At 12:30 I returned to Jane’s base camp and enjoyed my lunch in the company of my lovely wife. Jane noticed that the shade was rapidly advancing toward her rock perch, so she announced that she might move before I returned. I meanwhile decided to walk farther up the trail and around the next ninety degree turn that is called Rainbow Bend. I discovered that this area was quite popular with other fishermen and passed four fishermen working the slow moving deep pool just above the bend.
Eventually I moved above the last fisherman and approached a nice wide pool. I abandoned the dry/dropper approach and configured my line with a hot pink strike indicator, split shot, ultra zug bug and zebra midge. I noticed quite a few minuscule midges buzzing about above the river, and this observation caused me to experiment with the midge larva. I began drifting the nymph combination through the pool, along the juicy current seams and through the tail out, but none of this focused fishing attracted any fish. Meanwhile another fisherman that was originally below me circled around my position and then entered the river forty yards farther upstream.
Aside from the lack of action and absence of any signs of fish, the most frustrating aspect of this Saturday outing was the constant need to remove moss and scum from my flies. I estimate that scum removal was an every other cast event. After exhausting the prime pool that I optimistically claimed, I advanced upstream a bit, but after an hour of casting and moss removal, I began to think more about the snacks I packed for the return trip than the likelihood of landing a fish.

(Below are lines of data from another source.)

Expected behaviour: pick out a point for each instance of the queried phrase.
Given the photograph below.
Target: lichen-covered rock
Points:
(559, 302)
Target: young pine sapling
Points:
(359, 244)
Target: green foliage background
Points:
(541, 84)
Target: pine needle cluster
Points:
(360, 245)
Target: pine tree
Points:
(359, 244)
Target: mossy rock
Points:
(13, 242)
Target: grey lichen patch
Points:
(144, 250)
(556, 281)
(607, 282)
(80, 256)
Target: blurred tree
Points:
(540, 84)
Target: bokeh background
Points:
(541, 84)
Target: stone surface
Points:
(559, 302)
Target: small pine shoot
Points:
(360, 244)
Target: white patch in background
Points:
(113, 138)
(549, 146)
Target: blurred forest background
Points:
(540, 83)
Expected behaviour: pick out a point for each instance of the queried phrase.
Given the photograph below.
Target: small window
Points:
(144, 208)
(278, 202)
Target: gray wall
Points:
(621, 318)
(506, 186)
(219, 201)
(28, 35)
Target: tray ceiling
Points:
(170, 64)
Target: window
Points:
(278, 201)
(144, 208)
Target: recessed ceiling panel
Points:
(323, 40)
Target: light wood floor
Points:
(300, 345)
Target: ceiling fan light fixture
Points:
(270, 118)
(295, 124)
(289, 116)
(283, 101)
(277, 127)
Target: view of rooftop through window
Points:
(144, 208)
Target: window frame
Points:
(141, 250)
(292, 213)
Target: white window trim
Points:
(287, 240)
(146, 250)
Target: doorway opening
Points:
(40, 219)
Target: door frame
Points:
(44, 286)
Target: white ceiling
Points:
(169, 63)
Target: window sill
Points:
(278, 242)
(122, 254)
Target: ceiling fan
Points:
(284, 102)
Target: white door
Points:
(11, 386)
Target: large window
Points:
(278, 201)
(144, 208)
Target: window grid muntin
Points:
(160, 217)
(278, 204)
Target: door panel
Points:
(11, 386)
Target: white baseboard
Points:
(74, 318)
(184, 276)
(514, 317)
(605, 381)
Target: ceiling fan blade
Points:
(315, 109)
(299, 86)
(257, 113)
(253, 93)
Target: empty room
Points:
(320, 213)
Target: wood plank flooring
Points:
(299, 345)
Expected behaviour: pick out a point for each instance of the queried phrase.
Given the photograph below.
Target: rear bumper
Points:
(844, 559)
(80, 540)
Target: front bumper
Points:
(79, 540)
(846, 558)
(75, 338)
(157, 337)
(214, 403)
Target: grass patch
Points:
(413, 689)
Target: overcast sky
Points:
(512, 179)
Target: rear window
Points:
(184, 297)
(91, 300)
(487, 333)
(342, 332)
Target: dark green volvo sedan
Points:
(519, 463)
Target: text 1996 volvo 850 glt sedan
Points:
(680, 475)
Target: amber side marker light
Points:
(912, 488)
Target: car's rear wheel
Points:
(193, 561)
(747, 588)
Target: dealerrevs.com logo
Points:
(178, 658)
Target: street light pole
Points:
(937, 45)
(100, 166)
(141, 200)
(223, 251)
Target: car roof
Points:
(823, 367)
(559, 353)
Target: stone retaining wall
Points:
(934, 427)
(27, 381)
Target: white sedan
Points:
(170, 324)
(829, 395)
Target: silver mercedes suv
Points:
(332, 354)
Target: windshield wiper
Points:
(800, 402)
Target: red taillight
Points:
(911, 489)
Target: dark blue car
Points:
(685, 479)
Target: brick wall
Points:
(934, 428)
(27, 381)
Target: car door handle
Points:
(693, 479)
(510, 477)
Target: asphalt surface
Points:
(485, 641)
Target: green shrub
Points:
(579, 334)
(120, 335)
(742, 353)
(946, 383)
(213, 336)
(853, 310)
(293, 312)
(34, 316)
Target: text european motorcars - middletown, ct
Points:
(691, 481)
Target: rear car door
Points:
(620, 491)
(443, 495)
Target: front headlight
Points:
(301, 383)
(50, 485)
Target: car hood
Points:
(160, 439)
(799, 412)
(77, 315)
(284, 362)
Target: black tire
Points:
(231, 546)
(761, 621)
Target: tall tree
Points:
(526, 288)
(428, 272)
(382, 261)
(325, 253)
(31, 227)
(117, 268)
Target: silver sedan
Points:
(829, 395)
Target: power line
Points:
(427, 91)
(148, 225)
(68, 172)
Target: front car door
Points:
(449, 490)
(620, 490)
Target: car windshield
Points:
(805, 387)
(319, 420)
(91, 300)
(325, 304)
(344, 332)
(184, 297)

I clipped my flies to the rod guide and trudged back along the trail to our base camp. As Jane suggested, she was no longer there, so I hiked another .3 miles until I spotted her bright blue long sleeved shirt on the beach next to another juicy pool. She was now in the sun and sheltered from the wind by a huge boulder. Seeing no competing fishermen in the pool, I decided to make one more attempt to land a substantial trout from the South Platte River. Well, I have to admit that a nine inch fish would have exceeded my expectations at this point.
Alas, after another half hour of fruitless casting, I decided to call it quits, and I waded back to Jane’s resting place. I acknowledged that she probably had the right idea about Saturday November 29. It was a rare opportunity to enjoy a pleasant hike through gorgeous scenery and bask in the warmth of the late autumn sun. Catching a fish was really secondary.